Buenaventura Durruti



I'm half way through a book about the Spanish Civil War and have just read this description of the accidental death of Buenaventura Durutti, the great anarchist leader before and during the war-


'A rumour started that Durutti had been shot by one of his own men who objected to his severe discipline. The anarchists, for reasons of morale and propaganda, claimed he had been shot by a sniper's bullet when in fact his death had really been an accident. The cocking handle of a companion's 'naranjero' machine pistol caught on a car door, firing a bullet into his chest. Durutti was without doubt the most popular anarchist leader. He had been an unrelenting rebel throughout his life and had earned the reputation of a revolutionary Robin Hood. His funeral in Barcelona was the greatest scene of mass mourning that Spain had witnessed, with half a million people in the procession. alone. His reputation was so great, not just among anarchists, that attempts were made after his death to claim his allegiance.'


During the war Durutti told his followers 'We are not in the least afraid of ruins. We are going to inherit the earth; there is not the slightest doubt about that. The bourgeoisie might blast and ruin it's own world before it leaves the stage of history. We carry a new world here, in our hearts.' Which is quite inspiring isn't it. The anarchists refused to join the Republican government- they didn't believe in government, a philosophy which contributed to divisions among the left and let the Stalin-directed communists take the reins, and Franco take power in 1939.


There's a Spanish Civil War re-enactment society called La Columna I found while idling on the net. I'm just happy such a thing exists. You can find them here-



I'm not sure I'm going to spend my weekends dressed in 1930s clothing, digging trenches and pretending to shoot fascists. But maybe I'm just not ready yet.

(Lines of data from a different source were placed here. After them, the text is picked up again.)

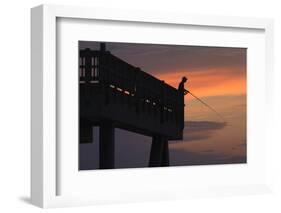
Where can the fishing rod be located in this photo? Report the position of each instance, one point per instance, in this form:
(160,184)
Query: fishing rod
(208,106)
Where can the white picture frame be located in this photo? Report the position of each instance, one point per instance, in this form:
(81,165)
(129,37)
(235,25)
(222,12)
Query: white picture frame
(45,167)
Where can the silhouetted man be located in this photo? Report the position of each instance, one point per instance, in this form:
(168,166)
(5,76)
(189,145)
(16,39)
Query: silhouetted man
(183,91)
(181,86)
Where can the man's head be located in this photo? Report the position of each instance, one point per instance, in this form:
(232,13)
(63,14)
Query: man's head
(184,79)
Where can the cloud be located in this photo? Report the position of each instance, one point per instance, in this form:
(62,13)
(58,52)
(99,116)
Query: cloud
(189,58)
(199,130)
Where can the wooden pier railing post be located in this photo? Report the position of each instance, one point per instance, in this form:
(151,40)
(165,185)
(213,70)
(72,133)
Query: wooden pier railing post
(107,146)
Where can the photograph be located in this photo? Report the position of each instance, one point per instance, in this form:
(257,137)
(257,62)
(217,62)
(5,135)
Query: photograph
(160,105)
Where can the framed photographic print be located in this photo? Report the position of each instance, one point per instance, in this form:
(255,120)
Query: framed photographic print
(133,106)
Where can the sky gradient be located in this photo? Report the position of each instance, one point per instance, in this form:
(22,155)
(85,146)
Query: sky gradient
(217,75)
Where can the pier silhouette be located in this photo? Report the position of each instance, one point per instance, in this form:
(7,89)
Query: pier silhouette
(115,94)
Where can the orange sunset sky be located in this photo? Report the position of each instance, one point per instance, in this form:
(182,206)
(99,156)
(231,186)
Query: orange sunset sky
(217,75)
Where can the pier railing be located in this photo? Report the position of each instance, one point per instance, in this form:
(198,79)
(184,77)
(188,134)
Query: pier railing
(120,82)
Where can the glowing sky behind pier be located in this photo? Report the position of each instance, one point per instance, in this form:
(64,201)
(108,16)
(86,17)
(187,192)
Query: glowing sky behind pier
(218,76)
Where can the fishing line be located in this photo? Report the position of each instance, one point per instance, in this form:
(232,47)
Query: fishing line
(208,106)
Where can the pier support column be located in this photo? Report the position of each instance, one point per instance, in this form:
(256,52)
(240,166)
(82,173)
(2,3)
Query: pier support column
(159,153)
(106,146)
(85,132)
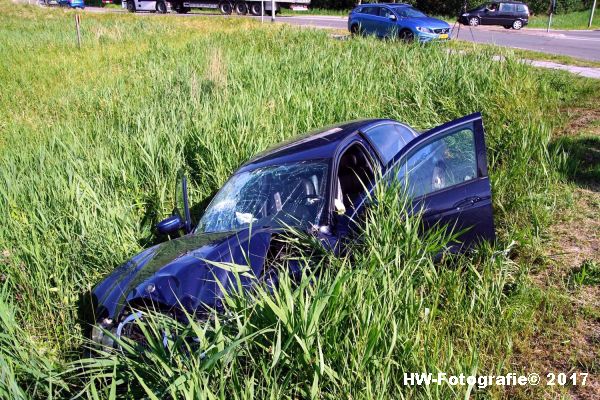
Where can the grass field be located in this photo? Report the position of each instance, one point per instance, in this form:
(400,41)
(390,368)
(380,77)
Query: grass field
(90,143)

On to the music. Vini Reilly's band The Durutti Column have been releasing records since the late seventies, first on Factory, managed and named by Tony Wilson. Wilson took the name from a 60s Situationist poster. From their first album The Return Of The Durutti Column this is Sketch For Winter, produced by Martin Hannett. Wonder what Buenaventura Durutti would have made of the band named after him.


Sunday 3 October 2010

Sandpaper Blues


The Durutti Column's Sketch For Summer (from the first Durutti Column album, titled Return of The Durutti Column) is as cool a piece of post-punk, instrumental, Factory music as you're going to hear. The guitar's all Vini Reilly, everything else is Martin Hannett. Not sure it's too appropriate on a day we've had several inches of rain, but it makes the thought of Monday and work a little easier to deal with.

The Return Of The Durutti Column was issued first time round in a sandpaper sleeve, so that over time it would destroy the rest of your record collection. Factory legend has it a number of them were hand-glued by members of Joy Division for some extra cash, and that Ian Curtis did most of the glueing while the others watched a porn film. If it isn't true, it should be.